Trauma-focused cognitive-behavioral therapy is the most popular psychotherapy currently used to combat PTSD. Although trauma-focused cognitive-behavioral therapy has been shown to be effective, not everyone can access this kind of talking therapy, so many people suffering from PTSD still need prescribed medications. The existing drugs approved for PTSD are not always effective and may actually have adverse effects. Due to this fact, the medical field is quickly trying to identify new treatments.
The number of people who have turned to cannabinoids to treat PTSD is quickly growing, as it is an approved treatment for this disorder in most states in the USA permitting medical cannabis. Cannabinoids, which are made up of tetrahydrocannabinol (THC) and cannabidiol (CBD), can change how the brain processes a person’s memories. These cannabinoids will act as a in-built endocannabinoid system for the brain, a system that also regulates other brain functions affected by PTSD.

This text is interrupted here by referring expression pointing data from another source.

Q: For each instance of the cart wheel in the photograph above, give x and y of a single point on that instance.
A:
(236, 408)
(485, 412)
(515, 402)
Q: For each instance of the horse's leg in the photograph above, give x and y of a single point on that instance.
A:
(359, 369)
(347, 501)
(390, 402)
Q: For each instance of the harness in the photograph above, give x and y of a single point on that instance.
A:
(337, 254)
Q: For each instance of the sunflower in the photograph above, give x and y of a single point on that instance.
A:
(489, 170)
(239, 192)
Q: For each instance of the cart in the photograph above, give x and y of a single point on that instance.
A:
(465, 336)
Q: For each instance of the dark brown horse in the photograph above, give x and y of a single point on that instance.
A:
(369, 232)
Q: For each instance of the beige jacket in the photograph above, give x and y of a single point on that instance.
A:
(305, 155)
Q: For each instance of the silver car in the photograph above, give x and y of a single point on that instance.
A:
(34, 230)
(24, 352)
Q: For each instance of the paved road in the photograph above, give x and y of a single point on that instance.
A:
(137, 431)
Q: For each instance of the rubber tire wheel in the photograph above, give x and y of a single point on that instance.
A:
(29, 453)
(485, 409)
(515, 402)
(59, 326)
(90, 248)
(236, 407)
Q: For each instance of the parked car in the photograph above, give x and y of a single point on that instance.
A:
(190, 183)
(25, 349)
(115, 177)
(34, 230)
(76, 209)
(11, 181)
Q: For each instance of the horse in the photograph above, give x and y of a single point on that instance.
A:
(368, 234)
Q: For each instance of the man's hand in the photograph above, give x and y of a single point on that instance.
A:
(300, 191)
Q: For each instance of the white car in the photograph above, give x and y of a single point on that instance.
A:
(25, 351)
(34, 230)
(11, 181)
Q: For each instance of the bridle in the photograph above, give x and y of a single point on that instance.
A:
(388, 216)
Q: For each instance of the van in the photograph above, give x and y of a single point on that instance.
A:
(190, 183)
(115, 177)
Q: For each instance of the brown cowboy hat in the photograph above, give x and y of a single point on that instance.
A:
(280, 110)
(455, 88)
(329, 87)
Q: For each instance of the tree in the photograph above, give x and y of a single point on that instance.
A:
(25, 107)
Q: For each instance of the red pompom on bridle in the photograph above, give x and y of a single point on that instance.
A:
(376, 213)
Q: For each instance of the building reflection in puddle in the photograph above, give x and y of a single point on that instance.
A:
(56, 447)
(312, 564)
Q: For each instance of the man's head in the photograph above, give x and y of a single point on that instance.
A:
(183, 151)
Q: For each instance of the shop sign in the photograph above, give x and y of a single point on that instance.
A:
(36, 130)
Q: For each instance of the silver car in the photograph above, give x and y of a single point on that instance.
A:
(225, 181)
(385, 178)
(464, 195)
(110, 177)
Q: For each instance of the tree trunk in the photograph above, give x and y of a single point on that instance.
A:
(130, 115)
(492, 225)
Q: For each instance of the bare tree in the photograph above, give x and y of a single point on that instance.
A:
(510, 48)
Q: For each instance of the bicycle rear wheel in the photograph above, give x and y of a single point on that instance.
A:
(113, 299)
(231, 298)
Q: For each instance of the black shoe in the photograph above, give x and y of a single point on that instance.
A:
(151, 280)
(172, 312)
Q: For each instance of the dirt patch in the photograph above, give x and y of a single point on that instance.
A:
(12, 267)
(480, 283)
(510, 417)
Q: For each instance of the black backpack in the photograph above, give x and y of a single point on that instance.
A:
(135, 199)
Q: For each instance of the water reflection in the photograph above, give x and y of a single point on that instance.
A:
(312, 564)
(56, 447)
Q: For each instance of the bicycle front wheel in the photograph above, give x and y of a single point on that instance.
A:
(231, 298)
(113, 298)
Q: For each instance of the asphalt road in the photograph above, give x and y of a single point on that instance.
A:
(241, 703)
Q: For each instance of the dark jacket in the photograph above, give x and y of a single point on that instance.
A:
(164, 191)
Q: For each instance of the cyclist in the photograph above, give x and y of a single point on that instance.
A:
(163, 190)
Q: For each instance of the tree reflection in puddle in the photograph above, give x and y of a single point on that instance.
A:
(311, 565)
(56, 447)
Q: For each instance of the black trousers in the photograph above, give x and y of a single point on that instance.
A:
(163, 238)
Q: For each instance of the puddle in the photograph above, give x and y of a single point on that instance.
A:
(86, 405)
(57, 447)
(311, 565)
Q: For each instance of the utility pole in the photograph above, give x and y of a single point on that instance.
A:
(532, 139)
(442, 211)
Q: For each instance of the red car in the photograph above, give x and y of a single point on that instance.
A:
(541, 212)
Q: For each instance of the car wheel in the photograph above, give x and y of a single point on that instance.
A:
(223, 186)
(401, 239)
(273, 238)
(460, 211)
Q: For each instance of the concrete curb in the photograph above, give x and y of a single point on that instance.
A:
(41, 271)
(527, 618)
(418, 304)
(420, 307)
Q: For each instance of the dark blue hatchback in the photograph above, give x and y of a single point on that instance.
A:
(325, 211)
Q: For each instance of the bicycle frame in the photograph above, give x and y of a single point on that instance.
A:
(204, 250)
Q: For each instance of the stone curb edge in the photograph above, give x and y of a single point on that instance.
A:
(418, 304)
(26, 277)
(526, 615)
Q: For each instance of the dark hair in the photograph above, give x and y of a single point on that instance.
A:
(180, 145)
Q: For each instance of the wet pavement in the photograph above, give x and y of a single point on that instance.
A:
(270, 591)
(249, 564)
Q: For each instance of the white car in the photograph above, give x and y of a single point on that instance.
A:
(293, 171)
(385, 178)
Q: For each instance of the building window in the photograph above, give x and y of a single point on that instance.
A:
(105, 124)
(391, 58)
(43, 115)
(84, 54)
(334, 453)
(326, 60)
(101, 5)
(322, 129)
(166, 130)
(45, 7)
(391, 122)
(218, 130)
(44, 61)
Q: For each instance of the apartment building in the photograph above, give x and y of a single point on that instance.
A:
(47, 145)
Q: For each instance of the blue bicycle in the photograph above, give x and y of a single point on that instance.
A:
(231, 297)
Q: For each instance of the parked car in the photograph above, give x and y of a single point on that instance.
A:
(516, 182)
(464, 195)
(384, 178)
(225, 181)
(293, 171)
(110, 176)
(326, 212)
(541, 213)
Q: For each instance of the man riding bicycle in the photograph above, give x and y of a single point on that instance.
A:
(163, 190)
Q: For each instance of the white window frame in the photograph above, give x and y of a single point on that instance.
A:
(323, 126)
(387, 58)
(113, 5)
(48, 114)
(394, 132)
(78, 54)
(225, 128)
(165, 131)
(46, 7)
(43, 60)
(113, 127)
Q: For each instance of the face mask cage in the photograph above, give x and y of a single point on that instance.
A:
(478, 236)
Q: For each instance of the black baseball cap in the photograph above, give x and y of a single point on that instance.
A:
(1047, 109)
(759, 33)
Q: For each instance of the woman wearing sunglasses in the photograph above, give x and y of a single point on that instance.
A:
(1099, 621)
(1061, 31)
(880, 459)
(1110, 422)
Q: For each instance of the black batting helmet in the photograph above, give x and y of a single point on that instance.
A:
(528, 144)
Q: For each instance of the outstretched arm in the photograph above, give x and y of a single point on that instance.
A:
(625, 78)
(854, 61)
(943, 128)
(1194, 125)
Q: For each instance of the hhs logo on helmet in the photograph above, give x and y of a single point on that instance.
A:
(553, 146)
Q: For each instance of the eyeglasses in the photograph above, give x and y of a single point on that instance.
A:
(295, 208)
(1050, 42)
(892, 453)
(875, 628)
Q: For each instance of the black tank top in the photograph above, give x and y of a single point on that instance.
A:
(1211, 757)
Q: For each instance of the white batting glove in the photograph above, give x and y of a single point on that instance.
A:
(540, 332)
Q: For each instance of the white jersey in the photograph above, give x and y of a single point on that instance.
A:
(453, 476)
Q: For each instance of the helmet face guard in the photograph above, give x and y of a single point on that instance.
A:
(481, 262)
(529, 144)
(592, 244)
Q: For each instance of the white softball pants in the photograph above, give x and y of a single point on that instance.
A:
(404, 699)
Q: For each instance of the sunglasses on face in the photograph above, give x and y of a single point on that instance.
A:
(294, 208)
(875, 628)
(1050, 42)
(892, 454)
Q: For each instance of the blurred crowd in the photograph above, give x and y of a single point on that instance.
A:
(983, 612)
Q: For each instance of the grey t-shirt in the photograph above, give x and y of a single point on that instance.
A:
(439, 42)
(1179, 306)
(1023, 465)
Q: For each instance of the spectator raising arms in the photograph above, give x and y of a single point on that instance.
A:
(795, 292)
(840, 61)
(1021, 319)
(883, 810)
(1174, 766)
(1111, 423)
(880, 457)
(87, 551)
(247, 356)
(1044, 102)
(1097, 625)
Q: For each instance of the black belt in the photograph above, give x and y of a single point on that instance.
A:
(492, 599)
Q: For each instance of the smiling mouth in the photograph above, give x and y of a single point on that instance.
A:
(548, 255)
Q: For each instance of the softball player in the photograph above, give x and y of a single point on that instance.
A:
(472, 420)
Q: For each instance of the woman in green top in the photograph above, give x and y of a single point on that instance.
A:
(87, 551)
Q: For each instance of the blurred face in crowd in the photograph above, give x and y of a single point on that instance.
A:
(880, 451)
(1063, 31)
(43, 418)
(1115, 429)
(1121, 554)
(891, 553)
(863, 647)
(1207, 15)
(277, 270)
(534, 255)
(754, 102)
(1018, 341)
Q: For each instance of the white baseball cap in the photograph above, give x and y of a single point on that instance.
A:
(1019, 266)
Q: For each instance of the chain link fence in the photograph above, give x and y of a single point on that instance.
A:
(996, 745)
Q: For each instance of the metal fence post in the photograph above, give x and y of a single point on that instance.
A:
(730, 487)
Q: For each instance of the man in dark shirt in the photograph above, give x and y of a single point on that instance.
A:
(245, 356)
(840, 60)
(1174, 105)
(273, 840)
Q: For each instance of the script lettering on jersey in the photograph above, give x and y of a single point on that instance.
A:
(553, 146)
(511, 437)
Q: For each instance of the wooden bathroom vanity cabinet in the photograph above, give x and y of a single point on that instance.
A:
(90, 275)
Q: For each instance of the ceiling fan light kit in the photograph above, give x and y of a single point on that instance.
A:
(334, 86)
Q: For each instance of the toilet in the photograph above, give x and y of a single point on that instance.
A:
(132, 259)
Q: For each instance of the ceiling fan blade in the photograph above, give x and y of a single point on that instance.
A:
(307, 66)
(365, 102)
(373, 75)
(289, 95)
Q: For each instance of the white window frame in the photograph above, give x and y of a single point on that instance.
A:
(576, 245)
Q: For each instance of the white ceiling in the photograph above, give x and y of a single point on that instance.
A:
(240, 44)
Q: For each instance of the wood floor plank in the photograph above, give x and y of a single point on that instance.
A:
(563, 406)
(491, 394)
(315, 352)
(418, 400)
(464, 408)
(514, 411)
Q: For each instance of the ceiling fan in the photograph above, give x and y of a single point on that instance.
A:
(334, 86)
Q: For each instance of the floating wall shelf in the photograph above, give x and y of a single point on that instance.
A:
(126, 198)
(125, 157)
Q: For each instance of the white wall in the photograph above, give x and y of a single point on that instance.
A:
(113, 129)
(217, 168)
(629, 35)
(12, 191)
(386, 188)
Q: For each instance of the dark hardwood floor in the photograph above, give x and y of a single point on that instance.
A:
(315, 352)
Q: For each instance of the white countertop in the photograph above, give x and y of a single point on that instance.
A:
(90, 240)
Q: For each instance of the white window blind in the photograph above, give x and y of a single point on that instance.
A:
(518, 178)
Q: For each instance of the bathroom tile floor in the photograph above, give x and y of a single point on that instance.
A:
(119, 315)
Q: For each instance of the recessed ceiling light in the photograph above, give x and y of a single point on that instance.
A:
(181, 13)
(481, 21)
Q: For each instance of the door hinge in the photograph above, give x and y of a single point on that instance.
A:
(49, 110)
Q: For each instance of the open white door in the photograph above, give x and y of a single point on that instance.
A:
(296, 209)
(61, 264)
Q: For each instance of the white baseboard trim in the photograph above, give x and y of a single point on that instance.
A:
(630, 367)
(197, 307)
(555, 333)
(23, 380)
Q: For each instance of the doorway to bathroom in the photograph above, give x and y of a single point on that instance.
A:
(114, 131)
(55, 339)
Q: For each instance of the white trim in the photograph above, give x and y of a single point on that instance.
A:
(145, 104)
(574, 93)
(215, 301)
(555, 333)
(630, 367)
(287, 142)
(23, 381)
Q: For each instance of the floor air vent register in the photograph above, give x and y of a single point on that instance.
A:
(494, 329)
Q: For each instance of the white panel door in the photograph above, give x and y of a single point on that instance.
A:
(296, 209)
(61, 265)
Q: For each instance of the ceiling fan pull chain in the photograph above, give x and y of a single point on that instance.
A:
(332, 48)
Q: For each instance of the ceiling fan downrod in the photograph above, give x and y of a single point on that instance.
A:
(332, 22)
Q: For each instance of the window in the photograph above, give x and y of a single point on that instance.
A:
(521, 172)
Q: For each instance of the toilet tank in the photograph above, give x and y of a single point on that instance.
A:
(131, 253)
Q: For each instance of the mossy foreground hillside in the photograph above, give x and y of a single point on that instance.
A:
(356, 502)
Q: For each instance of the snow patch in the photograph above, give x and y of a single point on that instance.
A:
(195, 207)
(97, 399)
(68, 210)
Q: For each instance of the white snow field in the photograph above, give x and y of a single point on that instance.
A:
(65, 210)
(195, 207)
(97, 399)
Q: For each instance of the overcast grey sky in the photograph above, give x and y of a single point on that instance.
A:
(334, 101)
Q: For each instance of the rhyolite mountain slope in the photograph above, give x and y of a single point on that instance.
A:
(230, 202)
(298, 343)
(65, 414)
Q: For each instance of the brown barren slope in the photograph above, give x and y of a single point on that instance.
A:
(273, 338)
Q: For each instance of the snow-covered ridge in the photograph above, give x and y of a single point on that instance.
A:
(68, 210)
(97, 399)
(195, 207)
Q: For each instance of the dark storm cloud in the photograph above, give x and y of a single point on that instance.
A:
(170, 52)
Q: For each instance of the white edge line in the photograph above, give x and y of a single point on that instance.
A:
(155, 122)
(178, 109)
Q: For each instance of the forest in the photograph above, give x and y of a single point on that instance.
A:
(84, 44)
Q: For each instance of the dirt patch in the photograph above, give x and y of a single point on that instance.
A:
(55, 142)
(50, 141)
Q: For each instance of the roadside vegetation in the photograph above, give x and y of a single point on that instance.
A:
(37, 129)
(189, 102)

The research team for this study conducted a systematic review assessing the quality of any previous study where an individual suffering from a PTSD diagnosis uses a cannabinoid to reduce their symptoms, whether it be smoked cannabis, THC, CBD or a synthetic cannabinoid called nabilone. Researchers found only 10 studies that met their requirements and criteria, each of the 10 proving to have a high risk of bias due to sample size, lack of a control group or placebo, short follow up times, inconsistencies in reporting, and retrospective study design.
Researchers say that there are still many unanswered questions in regard to safety and efficacy of cannabis-based medications for PTSD.
"Based on the evidence, we cannot yet make any clinical recommendations about using cannabinoids to treat PTSD. Current prescribing of cannabinoids for PTSD is not backed up by high quality evidence, but the findings certainly highlight the need for more research, particularly long-term clinical trials," said the study's senior author, Dr Michael Bloomfield (UCL Psychiatry and the Traumatic Stress Clinic, St Pancras Hospital).